Unrealistically strict efforts to hold down Medicare provider reimbursement rates could backfire, by reducing the number of providers who take Medicare, according to an official at the Centers for Medicare and Medicaid Services (CMS).

Richard Foster, the CMS chief actuary, talked about the possible unintended consequences of efforts to hold down health expenditures today during a hearing on the “true cost” of the Patient Protection and Affordable Care Act (PPACA) that was organized by the House Energy and Commerce Committee health subcommittee.

Rep. Joseph Pitts, R-Pa., the subcommittee chairman, recalled in his opening remarks that Gov. Tom Corbett, R-Pa., the governor of Pennsylvania, had predicted during an earlier hearing that full implementation of PPACA could lead to roughly 1 in 4 Pennsylvania residents being enrolled in Medicaid, and that another official had predicted that the share of the Pennsylvania budget devoted to Medicaid would increase to 60% in fiscal year 2019 and 2020, from about 30% today.

“This is simply not sustainable for my home state, or any other,” Pitts said, according to a written version of his remarks provided by the committee.

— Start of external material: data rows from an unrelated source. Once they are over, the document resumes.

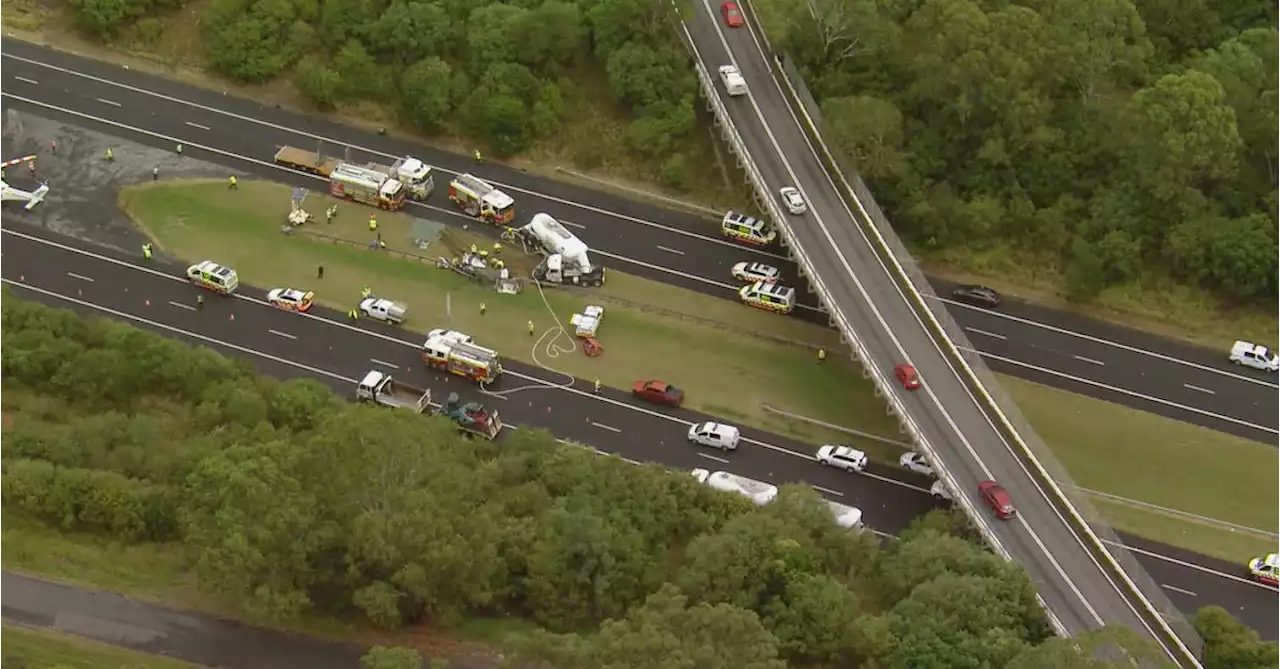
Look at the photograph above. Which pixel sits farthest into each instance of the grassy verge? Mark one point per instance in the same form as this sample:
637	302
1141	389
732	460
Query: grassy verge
1146	457
728	357
50	650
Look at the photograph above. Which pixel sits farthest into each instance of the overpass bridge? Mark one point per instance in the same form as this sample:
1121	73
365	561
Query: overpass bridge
876	297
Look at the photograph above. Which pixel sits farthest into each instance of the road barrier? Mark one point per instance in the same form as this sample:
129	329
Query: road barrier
1175	641
1147	594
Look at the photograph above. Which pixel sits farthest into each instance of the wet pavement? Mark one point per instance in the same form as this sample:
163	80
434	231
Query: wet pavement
82	184
147	628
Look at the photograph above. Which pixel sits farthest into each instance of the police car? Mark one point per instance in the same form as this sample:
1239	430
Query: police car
755	271
746	229
771	297
1266	569
291	298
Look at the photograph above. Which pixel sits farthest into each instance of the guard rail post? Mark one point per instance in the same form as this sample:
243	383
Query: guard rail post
1005	412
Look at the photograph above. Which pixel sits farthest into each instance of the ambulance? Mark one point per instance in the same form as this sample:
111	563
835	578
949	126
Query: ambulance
213	276
1266	569
481	200
746	229
462	357
769	297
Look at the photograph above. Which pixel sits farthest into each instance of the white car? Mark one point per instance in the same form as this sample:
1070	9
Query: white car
917	463
755	273
794	201
714	435
1256	356
846	458
757	491
735	83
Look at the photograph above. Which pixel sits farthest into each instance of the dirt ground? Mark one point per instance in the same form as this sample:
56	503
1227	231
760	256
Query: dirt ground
82	183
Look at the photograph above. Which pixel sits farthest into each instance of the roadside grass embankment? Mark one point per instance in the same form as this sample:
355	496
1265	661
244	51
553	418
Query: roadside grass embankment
39	649
1164	462
727	357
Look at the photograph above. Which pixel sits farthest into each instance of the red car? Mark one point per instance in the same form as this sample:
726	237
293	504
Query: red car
658	393
997	498
732	14
906	375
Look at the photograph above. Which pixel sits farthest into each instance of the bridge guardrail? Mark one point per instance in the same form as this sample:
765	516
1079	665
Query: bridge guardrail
1134	577
882	383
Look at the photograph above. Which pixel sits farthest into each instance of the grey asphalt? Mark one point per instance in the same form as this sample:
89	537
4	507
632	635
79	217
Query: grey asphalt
1068	576
336	353
611	224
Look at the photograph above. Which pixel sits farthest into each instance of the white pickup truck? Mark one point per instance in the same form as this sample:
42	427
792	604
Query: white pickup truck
382	389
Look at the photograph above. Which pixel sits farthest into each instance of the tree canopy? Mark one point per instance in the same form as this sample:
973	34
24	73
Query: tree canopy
1114	140
291	500
501	72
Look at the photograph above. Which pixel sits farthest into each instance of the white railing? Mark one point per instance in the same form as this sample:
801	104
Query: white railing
920	307
883	385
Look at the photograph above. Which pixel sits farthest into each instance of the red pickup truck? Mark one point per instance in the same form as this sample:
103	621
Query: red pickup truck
658	393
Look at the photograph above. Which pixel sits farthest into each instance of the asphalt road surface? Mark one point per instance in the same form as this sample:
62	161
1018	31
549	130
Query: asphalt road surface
1137	369
67	273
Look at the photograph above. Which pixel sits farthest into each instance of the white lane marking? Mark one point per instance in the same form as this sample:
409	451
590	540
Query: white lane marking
1130	393
375	152
1114	344
1192	566
984	333
305	175
941	409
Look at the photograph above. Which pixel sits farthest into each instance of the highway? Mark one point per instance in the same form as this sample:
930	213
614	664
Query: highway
69	274
1137	369
1078	587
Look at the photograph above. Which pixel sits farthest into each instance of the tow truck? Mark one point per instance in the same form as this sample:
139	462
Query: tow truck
481	200
382	389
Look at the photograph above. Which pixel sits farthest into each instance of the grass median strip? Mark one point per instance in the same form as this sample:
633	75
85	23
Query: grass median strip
1160	461
728	357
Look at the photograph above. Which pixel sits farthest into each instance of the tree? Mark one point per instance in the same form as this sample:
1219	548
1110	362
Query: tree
424	94
869	132
664	632
1109	647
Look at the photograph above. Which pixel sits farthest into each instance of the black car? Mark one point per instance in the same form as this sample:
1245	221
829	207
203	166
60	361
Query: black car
978	296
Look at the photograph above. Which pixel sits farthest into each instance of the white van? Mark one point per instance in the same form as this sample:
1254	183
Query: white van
848	517
714	435
735	83
757	491
1256	356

The Congressional Budget Office says PPACA coverage expansion spending will amount to about $1.4 trillion for fiscal years 2012 to 2021, up from $938 billion for fiscal years from 2010 to 2019, Pitts said.

PPACA supporters have been counting on freeing up $575 billion in Medicare funding, and they have been hoping to achieve some of that savings by eventually reducing the reimbursement rates paid to the physicians who care for Medicare enrollees.

PPACA provisions will require Medicare providers to match the productivity gains of the economy as a whole.

“While such payment update reductions will create a strong incentive for providers to maximize efficiency, it is doubtful that many will be able to improve their own productivity to the degree achieved by the economy at large,” Foster told the committee.

Many types of businesses may be able to benefit from the amount of labor needed and reductions in technology prices, but health care providers are labor-intensive and depend heavily on other inputs with relatively stable prices, Foster said.

CMS projections show providers’ difficulty with matching overall productivity gains could make 15% of providers unprofitable in 10 years, Foster said.

In theory, more productive providers could crowd out the unproductive providers and reduce costs for all payers. But any efforts to keep the providers in business could reduce productivity-related savings, Foster said.